= Medical technology assessment =

Medical technology assessment (MTA) is the objective evaluation of a medical technology regarding its safety and performance, its (future) impact on clinical and non-clinical patient outcomes as well as its interactive effects on economical, organizational, social, juridical and ethical aspects of healthcare. Medical technologies are assessed both in absolute terms and in comparison to other (combinations of) medical technologies, procedures, treatments or ‘doing-nothing’.

The aim of MTA is to provide objective, high-quality information that relevant stakeholders use for decision-making about for example development, pricing, market access and reimbursement of new medical technologies. As such, MTA is similar to health technology assessment (HTA), except that HTA has a wider scope and may include assessments of for example organizational or financial interventions.

The classical approach of MTA is to evaluate technologies after they enter the marketplace. Yet, a growing number of researchers and policy-makers argue that new technologies should be evaluated before they diffuse into routine clinical practice. MTA of biomedical innovations in a very early stage of development could improve health outcomes, minimise wrong investment and prevent social and ethical conflicts.

One particular method within the area of early MTA is constructive technology assessment (CTA). CTA is particularly appropriate for the early assessment of dynamic technologies that are implemented under uncertain circumstances. CTA is based on the idea that during the course of technology development, choices are constantly being made about the form, the function, and the use of that technology. Especially in early stages, technologies are not always stable, nor are its specifications and neither is its use, as both technology and environment will mutually influence each other. In recent years, CTA has developed from assessing the (clinical) impact of a new technology to a much broader approach, including the analysis of design, development, and implementation of that new technology.
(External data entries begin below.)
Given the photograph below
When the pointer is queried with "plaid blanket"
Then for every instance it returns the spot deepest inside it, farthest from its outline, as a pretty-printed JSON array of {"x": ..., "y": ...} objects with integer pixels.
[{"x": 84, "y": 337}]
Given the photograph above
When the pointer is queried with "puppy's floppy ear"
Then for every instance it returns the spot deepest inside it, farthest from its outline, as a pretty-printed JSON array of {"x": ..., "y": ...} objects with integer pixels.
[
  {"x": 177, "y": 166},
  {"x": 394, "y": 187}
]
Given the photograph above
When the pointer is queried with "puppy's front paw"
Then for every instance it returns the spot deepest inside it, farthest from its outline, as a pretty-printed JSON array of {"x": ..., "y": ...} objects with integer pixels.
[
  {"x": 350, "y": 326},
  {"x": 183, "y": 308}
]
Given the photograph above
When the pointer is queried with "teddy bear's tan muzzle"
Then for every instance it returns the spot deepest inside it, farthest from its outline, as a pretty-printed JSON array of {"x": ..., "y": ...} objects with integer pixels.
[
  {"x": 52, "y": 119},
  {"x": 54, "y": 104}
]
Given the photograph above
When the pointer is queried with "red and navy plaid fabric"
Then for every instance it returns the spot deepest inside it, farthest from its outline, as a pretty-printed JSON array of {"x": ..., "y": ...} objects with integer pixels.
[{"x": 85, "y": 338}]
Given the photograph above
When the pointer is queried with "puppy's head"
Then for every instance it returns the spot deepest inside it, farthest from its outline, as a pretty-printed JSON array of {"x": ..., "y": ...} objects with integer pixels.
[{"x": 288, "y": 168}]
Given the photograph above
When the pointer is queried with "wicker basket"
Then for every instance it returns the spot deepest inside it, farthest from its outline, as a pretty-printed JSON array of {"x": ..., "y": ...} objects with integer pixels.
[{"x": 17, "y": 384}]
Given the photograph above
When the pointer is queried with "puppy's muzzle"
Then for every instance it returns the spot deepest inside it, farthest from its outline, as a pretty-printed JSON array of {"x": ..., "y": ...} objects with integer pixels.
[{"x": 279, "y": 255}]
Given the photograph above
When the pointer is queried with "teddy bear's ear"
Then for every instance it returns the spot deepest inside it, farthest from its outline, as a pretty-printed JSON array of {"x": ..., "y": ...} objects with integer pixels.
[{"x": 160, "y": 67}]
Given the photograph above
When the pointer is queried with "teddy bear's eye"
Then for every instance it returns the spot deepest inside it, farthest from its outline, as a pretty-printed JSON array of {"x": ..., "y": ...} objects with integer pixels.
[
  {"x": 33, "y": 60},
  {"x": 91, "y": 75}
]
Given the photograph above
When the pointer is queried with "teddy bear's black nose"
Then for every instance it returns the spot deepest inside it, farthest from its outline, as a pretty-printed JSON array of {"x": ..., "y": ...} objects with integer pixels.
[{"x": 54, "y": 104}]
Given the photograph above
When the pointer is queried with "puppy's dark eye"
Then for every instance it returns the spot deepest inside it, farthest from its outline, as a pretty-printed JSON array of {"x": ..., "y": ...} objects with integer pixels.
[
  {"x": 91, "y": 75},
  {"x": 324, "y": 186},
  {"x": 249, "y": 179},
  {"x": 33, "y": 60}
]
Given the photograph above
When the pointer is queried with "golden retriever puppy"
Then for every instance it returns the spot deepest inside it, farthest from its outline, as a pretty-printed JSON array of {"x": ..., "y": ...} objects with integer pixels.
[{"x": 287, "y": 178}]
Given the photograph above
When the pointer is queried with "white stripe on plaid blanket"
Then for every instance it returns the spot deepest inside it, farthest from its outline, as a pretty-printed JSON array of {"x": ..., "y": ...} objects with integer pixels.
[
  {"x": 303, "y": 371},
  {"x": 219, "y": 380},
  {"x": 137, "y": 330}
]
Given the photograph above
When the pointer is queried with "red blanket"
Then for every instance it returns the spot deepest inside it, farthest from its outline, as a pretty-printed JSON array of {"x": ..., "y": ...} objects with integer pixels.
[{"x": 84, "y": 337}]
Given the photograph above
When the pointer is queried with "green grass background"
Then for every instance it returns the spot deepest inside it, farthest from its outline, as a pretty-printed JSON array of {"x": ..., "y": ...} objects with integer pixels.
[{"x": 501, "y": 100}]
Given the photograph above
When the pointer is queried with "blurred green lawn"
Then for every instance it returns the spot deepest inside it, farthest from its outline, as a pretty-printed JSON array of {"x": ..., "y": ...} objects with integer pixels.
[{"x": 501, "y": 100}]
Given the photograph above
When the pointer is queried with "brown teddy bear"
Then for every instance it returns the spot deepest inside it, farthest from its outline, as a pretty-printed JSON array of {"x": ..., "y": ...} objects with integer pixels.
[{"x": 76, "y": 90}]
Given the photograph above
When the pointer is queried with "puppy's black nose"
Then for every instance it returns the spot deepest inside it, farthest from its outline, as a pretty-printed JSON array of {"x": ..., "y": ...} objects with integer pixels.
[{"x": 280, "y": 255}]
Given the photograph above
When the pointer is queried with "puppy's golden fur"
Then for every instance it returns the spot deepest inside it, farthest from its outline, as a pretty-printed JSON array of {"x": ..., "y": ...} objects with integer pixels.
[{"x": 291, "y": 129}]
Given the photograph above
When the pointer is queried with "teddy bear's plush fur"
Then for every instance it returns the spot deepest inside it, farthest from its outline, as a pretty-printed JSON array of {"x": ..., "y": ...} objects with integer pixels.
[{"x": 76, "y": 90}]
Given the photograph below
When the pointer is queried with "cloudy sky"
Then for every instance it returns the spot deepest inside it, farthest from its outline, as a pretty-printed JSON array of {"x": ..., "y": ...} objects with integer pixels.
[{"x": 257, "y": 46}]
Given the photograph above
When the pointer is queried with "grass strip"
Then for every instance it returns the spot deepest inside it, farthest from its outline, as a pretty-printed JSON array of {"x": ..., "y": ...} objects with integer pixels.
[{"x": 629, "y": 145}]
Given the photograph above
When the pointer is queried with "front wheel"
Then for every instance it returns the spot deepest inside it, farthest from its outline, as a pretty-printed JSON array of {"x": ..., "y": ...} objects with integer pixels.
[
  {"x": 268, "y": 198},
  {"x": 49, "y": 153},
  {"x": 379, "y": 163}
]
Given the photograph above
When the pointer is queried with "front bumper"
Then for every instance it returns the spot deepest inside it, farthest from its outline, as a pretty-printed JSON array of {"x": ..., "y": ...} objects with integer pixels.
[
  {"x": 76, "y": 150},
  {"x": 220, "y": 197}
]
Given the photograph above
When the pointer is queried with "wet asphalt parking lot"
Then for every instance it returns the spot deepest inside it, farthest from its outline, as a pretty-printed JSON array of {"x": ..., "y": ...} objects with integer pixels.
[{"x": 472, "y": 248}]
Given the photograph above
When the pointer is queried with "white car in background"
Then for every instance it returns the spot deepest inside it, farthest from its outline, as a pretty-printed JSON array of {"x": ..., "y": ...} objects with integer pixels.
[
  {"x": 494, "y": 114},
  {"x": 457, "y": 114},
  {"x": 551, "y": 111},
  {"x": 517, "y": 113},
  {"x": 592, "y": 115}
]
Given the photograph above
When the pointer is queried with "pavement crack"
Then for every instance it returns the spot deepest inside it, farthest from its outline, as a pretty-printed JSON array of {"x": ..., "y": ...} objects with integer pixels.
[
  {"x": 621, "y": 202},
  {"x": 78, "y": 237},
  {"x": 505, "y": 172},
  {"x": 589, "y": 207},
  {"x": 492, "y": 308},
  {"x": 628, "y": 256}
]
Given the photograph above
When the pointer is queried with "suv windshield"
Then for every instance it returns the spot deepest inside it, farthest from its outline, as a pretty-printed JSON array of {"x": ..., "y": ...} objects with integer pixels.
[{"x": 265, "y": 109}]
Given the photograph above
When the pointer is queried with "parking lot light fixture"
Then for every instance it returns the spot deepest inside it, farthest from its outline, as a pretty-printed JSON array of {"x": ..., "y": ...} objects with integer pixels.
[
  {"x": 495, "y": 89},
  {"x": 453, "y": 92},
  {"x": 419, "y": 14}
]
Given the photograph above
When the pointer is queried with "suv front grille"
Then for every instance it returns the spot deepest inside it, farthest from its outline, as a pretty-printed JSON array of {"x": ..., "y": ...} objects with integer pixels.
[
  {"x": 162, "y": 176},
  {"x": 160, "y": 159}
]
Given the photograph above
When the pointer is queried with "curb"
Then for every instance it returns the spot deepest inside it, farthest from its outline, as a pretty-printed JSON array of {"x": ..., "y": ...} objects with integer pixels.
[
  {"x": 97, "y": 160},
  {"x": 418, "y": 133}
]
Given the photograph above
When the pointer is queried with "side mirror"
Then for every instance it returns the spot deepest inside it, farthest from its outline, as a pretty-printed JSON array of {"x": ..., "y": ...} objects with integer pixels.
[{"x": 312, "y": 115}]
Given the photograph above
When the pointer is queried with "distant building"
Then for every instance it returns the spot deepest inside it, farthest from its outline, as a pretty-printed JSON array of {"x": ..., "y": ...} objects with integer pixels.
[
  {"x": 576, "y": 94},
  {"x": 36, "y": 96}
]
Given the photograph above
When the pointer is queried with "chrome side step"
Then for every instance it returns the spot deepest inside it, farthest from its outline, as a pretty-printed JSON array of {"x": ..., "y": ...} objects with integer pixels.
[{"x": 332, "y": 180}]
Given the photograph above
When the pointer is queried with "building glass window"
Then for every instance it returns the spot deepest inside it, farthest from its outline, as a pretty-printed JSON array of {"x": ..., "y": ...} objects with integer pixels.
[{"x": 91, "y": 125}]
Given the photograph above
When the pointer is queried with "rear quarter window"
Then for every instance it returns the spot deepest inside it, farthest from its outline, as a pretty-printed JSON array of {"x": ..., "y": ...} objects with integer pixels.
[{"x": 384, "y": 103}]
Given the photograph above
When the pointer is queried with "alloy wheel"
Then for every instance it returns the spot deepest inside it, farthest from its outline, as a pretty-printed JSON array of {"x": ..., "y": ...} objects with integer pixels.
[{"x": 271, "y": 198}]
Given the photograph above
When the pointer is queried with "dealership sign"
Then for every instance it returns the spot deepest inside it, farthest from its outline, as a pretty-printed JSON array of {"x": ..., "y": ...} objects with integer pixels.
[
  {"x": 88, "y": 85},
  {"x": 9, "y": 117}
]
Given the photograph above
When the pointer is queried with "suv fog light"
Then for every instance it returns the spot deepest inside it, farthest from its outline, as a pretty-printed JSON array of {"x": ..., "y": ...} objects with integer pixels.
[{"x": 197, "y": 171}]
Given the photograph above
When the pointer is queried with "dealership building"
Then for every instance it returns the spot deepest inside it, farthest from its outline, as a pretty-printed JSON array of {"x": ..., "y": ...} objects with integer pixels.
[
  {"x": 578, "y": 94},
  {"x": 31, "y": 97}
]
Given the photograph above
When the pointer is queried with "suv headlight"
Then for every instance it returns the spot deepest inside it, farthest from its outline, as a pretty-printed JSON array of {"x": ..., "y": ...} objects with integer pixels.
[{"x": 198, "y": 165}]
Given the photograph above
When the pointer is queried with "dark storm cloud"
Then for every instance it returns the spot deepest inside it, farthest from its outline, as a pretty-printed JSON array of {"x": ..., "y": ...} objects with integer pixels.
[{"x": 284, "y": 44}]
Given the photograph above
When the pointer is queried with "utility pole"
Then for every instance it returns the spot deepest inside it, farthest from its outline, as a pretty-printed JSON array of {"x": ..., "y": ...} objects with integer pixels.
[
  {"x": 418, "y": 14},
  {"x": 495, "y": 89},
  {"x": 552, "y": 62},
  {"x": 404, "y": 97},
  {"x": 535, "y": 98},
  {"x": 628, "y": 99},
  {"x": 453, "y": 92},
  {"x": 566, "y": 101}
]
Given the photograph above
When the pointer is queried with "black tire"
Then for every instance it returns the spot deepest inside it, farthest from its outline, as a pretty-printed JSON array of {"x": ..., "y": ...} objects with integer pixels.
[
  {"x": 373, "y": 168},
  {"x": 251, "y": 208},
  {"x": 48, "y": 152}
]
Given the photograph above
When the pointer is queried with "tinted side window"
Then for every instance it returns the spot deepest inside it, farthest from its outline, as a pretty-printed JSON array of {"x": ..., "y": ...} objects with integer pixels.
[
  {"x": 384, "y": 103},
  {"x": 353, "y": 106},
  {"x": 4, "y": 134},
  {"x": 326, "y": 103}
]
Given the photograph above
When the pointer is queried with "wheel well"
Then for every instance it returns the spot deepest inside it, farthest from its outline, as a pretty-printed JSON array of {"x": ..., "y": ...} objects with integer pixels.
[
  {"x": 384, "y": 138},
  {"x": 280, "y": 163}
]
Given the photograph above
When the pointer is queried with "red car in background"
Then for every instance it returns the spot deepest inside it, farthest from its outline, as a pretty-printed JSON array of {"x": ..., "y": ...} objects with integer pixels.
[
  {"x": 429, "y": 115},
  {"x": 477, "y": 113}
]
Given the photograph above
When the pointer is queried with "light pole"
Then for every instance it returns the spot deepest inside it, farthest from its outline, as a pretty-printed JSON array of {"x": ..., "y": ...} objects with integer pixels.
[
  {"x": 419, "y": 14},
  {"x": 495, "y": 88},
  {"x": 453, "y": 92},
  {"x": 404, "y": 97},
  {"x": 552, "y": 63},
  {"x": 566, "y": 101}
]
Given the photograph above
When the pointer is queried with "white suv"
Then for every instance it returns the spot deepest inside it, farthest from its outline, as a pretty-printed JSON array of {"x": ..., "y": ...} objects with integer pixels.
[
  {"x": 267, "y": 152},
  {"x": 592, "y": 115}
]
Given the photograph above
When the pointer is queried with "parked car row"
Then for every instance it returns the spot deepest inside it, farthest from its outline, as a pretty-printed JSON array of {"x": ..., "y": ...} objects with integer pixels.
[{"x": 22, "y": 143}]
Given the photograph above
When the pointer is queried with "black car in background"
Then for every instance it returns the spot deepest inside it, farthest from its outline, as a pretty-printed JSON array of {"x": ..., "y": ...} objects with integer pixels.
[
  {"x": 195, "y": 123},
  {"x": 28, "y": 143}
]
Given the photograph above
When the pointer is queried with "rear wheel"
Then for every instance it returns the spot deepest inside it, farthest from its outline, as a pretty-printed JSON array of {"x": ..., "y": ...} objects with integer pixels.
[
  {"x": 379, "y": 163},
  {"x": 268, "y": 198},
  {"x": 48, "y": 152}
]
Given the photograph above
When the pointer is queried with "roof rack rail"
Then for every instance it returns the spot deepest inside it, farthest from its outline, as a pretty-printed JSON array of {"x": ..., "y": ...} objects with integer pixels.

In the Netherlands, the department Health Technology and Services Research (HTSR) of the University of Twente and the institute for Medical Technology Assessment (iMTA) of the Erasmus University Rotterdam perform early MTA and CTA in collaboration with technology users (patients, healthcare professionals), technology developers (academic and industrial), technology investors (venture capitalists, government, etc.) technology procurers (hospitals, patients, etc.) and decision-makers in healthcare (patients, policy-makers etc.) By performing excellent scientific research, that is valuable and relevant for society, HTSR and iMTA aim to support decisions about early development and implementation of health care technology in order to achieve high quality healthcare for individual patients. Examples of the research of HTSR include the early economic evaluation of neuromuscular electrical stimulation in the treatment of shoulder pain and early phase technology assessment of nanotechnology in oncology. Examples of the work if iMTA include the development of the widely used cost-effectiveness acceptability curves (CEACs), the introduction of the friction cost method, the valuation if informal care with the CarerQoL instrument and the estimation of indirect medical costs.